Search code examples
parsingyaccparser-generatorlalr

How to test grammar changes in yacc/lalr(1) for backwards compatibilitiy?


We have our scripting language that is already in use and we are improving it by adding new features etc.

My question is; What is the best way to test our grammer (not end app) for backwards compatibility? Anybody knows a tool that makes it for us or a way to do it?

Best regards


Solution

  • Testing whether one grammar accepts the same language as another, or accepts a larger language, is difficult if not impossible in theory.

    As engineers, we are often asked to do the impossible. What we do is relax the requirements until we get some kind of useful answer. One way to relax the requirements is to allow a tool to say "don't know" in some cases.

    My company builds parsers based on parser generators. Often we deal with huge grammars (thousands of rules). One of the mechanisms we have been working on is to detect if a grammar is ambiguous. This is already known to be impossible in theory, but doesn't change our interest in getting an answer.

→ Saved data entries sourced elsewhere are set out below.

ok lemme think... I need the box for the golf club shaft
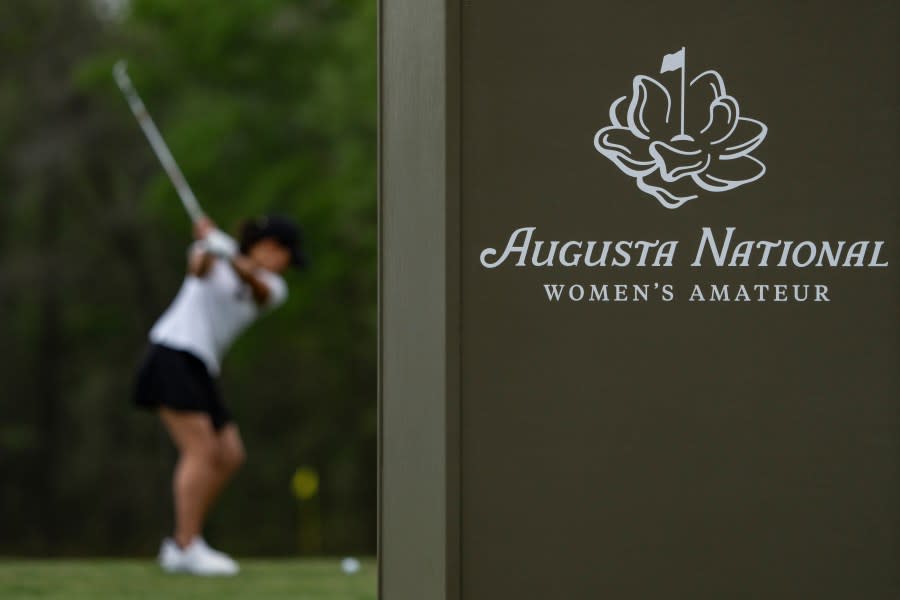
[112,60,205,223]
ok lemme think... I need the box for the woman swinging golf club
[134,215,306,576]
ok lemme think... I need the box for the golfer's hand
[193,217,215,240]
[205,229,238,259]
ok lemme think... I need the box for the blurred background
[0,0,376,559]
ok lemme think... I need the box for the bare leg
[159,409,245,548]
[198,424,246,522]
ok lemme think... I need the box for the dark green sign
[381,1,899,598]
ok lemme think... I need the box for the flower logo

    We are working on a tool that can answer this question in many cases. In effect what it does is ask if any nonterminal is ambiguous; applied to the root grammar rule this directly asks if the grammar is ambiguous. The reason for trying it on all nonterminals is that many of them produce smaller sublanguages than the full language, allowing them to be analyzed. It determines this by doing a breadth-first search on expansions of the nonterminal using grammar rules to expand. One of several things occurs during this search:

    • the nonterminal is shown to be not-ambiguous
    • it is shown to be ambiguous, which implies the main grammar rule is ambiguous
    • the search runs out of a time we are willing to spend on it.

    By recording the search results, and iterating multiple times (using a search technique called "iterative deepening") over all the grammar rules, we often can find ambiguities, and/or prove that parts of the grammar are not ambiguous. (Having cached the fact that a terminal/nonterminal X is or is not ambiguous allows checking other nonterminals Y that transitively use X, to search effectively "faster" or "deeper"; this is the old trick of transposition tables in chess programs). This answer isn't perfect, but when it identifies an ambiguity there really is one, and when it claims there isn't one, there isn't one. That's a big help.

    It seems to me the same type of search should be applicable to asking if one grammar accepts a superset of another, under the assumption that the grammars are fairly similar (e.g., you got one by modifying the other "slightly"). The search has to check for each nonterminal shared by the languages if that nonterminal is a superset of its twin. Again, any answer you get would not be perfect, but it might go a long way in providing faith in the compatibility.

    The only other way we know how do to this is to run a very large set of comprehensive tests, as @EJP has noted.